Craft, textural, embodied, layered, materialised handicraft.  

Tech, unthinking, unflinching, mechanised technology.  

One was conceived from the other. Technology morphed from tekhnē, the art, skill, craft, or the way, manner, or means by which a thing is gained. The focus had been on the making and the method by which an object is created. The vocabulary spotlights the tinkered tactile tacticality.  

Richard Sennet’s philosophy of the importance of the connection between the head and hand made me realise why I felt disconnected with the computing technologies around me. He said,  “when the head and the hand are separate, it is the head that suffers”. In Karl Marx’s terms, I am estranged and alienated from the act of labour. Making in an ‘unalienated praxis’ is never separate from thinking. In my project I explore the relationship between craft and human labour, algorithms and the people who design them.  

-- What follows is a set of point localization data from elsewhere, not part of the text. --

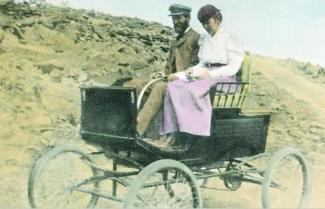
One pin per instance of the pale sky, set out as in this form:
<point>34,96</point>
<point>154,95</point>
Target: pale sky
<point>278,28</point>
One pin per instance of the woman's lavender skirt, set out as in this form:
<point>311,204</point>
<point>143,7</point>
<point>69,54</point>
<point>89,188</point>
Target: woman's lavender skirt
<point>187,106</point>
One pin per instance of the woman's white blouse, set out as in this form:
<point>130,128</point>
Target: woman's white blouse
<point>222,48</point>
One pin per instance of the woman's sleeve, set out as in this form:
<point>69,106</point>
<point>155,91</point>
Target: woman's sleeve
<point>235,56</point>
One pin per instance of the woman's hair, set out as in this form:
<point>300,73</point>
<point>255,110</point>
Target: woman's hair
<point>208,11</point>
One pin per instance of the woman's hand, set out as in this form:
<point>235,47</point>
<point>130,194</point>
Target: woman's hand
<point>172,77</point>
<point>204,75</point>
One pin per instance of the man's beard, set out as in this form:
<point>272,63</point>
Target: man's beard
<point>180,28</point>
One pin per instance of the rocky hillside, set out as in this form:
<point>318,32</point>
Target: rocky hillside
<point>46,52</point>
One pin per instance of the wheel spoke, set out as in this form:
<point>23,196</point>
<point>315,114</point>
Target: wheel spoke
<point>56,176</point>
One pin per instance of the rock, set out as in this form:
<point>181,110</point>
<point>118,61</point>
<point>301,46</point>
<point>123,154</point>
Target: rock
<point>47,68</point>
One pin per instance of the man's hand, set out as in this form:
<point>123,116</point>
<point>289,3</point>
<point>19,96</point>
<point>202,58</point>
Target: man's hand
<point>172,77</point>
<point>158,75</point>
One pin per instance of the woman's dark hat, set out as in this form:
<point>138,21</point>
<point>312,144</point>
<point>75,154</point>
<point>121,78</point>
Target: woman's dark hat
<point>208,11</point>
<point>178,9</point>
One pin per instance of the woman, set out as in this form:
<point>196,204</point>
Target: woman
<point>187,105</point>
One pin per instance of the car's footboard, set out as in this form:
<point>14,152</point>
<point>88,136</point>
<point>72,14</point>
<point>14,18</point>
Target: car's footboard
<point>108,114</point>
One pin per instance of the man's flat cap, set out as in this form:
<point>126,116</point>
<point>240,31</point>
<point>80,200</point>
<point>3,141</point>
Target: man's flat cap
<point>178,9</point>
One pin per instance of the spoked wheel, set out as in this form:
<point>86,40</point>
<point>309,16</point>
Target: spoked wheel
<point>177,188</point>
<point>58,177</point>
<point>287,181</point>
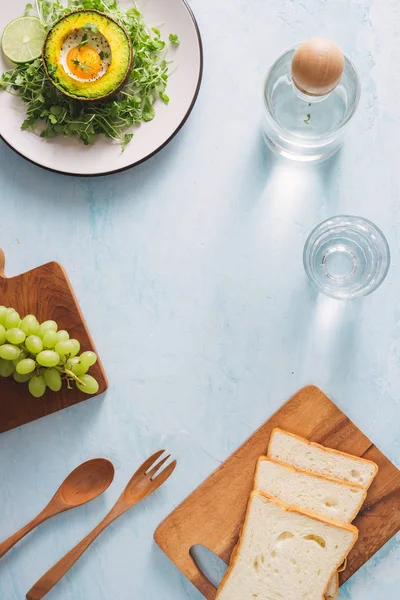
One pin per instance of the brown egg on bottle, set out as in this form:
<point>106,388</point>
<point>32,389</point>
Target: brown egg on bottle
<point>317,66</point>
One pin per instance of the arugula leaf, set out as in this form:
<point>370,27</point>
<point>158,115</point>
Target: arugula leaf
<point>173,38</point>
<point>50,113</point>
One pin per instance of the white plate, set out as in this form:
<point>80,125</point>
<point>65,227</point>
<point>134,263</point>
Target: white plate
<point>71,157</point>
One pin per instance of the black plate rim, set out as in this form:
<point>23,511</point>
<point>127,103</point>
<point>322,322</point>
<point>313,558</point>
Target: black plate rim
<point>165,143</point>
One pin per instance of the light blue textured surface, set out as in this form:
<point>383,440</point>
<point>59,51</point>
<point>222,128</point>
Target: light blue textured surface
<point>189,273</point>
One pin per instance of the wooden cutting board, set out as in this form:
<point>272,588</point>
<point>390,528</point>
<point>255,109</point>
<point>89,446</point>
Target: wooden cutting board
<point>47,293</point>
<point>213,514</point>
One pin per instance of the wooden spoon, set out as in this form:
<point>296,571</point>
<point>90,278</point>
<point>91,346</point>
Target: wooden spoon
<point>139,487</point>
<point>85,483</point>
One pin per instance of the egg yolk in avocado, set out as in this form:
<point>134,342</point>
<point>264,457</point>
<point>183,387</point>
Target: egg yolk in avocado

When I am making with the 3DPotter, I de-alienate myself from the act of labour, reclaiming the connection between craft and human labour. When I press start and it starts extruding, we begin our collaboration, but my participation starts at the beginning. Each morning I spend an hour and a half preparing the machine; cleaning, wedging, tightening—a ritual that made me feel at one with it. With my head and hand connected, actively listening and commanding you, I reject the notion of becoming a mere ‘tender of machine’.